Hydroformylation (thermo-HFN) is an industrially important reaction that couples olefins and carbon monoxide (CO) to make aldehydes. If thermo-HFN were electrified to use protons and electrons instead of hydrogen gas, such an electrochemical hydroformylation (electro-HFN) reaction could be useful in the context of electrified chemicals manufacturing for functionalizing abundant olefins to synthetically versatile aldehydes. Additionally, electro-HFN could provide a method for sequentially elongating carbon chains in the context of electrochemical CO₂-to-fuels conversion. However, electro-HFN represents a complex C–C bond-forming reaction that is difficult to achieve at heterogeneous electrocatalysts.

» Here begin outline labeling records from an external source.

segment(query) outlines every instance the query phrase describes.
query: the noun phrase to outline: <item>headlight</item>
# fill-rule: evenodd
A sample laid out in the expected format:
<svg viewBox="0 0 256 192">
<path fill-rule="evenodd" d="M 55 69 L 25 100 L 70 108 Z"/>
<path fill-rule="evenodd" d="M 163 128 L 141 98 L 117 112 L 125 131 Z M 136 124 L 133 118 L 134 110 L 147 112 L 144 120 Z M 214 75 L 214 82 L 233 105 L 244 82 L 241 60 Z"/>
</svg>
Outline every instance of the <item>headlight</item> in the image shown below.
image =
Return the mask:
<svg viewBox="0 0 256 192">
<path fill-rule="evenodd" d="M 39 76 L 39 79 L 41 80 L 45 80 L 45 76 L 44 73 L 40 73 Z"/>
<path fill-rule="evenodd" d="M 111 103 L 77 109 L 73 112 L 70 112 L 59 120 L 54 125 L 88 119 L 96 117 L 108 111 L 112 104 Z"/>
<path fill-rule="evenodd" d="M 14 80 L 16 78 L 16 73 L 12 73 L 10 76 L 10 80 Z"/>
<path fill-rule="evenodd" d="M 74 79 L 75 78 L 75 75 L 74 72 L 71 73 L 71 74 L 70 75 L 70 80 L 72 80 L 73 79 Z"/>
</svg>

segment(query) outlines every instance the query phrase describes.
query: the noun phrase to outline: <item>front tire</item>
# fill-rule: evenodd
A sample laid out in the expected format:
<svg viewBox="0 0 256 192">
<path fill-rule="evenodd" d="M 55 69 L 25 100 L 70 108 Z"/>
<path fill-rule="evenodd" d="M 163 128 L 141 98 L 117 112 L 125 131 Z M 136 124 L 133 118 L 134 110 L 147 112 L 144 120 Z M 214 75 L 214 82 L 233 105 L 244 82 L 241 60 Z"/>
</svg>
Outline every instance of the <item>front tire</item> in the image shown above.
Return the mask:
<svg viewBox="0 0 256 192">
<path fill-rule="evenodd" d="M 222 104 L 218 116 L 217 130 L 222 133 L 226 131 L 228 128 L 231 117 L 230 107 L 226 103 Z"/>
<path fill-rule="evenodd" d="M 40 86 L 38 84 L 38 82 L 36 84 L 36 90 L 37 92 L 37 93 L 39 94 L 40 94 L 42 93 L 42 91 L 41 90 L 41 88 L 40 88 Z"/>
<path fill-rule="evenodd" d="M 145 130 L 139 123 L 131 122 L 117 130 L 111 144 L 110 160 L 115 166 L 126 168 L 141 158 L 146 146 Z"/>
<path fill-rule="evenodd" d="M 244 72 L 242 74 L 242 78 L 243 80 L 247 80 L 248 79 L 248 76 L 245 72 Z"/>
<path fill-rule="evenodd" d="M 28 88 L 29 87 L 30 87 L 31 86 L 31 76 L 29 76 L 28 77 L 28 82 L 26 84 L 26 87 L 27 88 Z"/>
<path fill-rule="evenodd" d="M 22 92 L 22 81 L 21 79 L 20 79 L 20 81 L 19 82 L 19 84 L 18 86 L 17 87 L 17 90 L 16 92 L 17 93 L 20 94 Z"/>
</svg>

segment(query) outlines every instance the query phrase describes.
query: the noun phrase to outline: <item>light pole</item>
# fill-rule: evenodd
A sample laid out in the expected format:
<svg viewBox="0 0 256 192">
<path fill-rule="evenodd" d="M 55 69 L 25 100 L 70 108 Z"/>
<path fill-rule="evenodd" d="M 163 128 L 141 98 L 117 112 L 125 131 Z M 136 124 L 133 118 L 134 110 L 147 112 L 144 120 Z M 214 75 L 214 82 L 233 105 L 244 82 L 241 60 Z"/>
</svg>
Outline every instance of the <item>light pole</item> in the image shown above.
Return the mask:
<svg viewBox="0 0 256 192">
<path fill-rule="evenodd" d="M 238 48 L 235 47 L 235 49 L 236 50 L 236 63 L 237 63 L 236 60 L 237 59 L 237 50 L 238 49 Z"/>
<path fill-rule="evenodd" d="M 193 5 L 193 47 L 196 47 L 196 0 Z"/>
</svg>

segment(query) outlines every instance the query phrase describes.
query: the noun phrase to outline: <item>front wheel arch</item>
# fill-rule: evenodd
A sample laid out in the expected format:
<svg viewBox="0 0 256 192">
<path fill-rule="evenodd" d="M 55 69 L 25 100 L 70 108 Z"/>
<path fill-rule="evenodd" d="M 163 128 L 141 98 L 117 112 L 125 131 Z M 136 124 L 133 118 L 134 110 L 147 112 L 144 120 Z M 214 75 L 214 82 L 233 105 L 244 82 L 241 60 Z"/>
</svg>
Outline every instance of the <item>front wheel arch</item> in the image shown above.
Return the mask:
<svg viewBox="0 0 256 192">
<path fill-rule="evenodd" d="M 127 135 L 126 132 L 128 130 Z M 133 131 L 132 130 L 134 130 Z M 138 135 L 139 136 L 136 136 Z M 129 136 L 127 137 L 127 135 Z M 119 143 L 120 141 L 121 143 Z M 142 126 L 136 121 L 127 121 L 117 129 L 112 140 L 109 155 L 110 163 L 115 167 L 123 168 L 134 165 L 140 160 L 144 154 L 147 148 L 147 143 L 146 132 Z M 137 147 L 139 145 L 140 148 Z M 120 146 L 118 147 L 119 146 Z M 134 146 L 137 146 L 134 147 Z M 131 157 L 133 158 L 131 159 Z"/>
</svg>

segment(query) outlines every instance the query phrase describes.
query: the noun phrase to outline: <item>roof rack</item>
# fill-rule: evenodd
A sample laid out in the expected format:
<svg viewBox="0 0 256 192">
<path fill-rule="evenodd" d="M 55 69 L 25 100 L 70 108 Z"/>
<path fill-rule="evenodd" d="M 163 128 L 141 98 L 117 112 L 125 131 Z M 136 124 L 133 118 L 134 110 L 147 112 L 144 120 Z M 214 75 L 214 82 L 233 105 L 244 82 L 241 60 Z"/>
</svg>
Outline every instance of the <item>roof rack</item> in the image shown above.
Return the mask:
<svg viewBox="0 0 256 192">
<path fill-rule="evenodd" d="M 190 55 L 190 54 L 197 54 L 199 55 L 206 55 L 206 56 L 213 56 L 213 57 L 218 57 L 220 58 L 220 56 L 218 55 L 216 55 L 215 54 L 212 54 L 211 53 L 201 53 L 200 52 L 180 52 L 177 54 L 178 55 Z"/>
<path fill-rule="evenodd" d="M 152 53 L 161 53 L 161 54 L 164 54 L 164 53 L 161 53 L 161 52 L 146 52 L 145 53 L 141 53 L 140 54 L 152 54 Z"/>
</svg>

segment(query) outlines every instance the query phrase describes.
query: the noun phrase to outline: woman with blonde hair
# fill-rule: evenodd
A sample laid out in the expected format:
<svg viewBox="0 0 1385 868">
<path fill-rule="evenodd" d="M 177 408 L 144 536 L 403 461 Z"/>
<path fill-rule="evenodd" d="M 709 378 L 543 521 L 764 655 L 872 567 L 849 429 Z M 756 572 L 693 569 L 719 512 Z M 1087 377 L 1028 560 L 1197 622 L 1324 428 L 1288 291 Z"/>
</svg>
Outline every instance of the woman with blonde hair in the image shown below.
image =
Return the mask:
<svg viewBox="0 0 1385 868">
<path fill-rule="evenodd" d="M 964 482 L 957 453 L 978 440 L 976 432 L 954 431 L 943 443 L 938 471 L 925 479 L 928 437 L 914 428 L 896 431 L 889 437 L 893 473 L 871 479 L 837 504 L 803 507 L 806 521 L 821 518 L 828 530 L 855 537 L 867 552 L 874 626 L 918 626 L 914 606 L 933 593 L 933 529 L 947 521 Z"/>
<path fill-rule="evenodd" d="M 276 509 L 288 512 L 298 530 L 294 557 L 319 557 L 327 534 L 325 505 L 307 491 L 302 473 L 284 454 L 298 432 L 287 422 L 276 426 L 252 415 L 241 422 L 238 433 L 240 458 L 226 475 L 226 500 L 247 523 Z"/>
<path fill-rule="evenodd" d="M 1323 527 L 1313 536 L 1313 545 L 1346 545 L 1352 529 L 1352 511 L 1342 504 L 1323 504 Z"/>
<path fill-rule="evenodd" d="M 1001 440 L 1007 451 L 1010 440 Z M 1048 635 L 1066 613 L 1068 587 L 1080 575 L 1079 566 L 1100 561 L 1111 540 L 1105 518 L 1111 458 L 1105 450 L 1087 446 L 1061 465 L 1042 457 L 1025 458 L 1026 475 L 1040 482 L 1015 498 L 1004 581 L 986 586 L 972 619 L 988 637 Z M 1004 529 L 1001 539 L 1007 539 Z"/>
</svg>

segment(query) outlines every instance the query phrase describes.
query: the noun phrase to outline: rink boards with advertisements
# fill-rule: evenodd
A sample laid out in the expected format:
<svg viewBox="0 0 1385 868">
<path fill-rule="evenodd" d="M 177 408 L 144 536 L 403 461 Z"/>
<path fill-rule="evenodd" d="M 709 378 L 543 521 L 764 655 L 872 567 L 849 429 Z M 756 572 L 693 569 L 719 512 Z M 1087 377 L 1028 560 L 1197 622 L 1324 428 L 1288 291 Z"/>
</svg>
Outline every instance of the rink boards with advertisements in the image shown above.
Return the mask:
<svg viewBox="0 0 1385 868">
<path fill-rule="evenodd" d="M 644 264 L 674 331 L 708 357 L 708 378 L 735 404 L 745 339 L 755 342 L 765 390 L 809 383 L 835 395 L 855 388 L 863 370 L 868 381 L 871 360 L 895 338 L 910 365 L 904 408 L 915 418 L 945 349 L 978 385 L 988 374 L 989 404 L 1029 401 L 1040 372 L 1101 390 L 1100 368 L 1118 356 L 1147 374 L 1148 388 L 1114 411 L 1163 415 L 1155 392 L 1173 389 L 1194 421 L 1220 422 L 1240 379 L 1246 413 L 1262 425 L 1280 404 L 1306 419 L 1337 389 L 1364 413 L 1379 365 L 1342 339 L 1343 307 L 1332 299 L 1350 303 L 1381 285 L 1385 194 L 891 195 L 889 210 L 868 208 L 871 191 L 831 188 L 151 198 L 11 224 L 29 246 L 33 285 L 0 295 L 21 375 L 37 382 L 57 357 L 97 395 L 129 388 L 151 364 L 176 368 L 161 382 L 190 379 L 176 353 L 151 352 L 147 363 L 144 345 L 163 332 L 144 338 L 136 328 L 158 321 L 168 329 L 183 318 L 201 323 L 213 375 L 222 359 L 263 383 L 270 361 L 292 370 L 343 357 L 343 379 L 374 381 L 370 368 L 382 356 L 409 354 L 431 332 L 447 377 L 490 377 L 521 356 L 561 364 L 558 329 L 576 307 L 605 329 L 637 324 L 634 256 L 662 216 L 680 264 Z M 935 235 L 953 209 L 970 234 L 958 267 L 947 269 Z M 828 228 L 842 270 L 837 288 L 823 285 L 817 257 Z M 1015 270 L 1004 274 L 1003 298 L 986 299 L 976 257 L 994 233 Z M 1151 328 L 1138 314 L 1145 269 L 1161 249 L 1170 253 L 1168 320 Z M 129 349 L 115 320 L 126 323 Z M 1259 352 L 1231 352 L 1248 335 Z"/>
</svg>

In this work, we import Rh-based thermo-HFN catalysts onto electrode surfaces to unlock electro-HFN reactivity. At mild conditions of room temperature and 5 bar CO, we achieve Faradaic efficiencies of up to 15% and turnover frequencies of up to 0.7 hr^-1. This electro-HFN rate is an order of magnitude greater than the corresponding thermo-HFN rate at the same catalyst, temperature, and pressure. Reaction kinetics suggest that in electro-HFN, protons and electrons directly participate in a non-mediated, electrochemical reaction pathway that is distinct from thermo-HFN and proceeds more readily at mild conditions. Operando x-ray absorption spectroscopy shows the catalyst consists pentacoordinate Rh(III) during catalysis. Most generally, this work demonstrates an experimental strategy for electrifying a well-studied thermochemical reaction to expose a new electrocatalyst for a difficult and underexplored electrochemical reaction.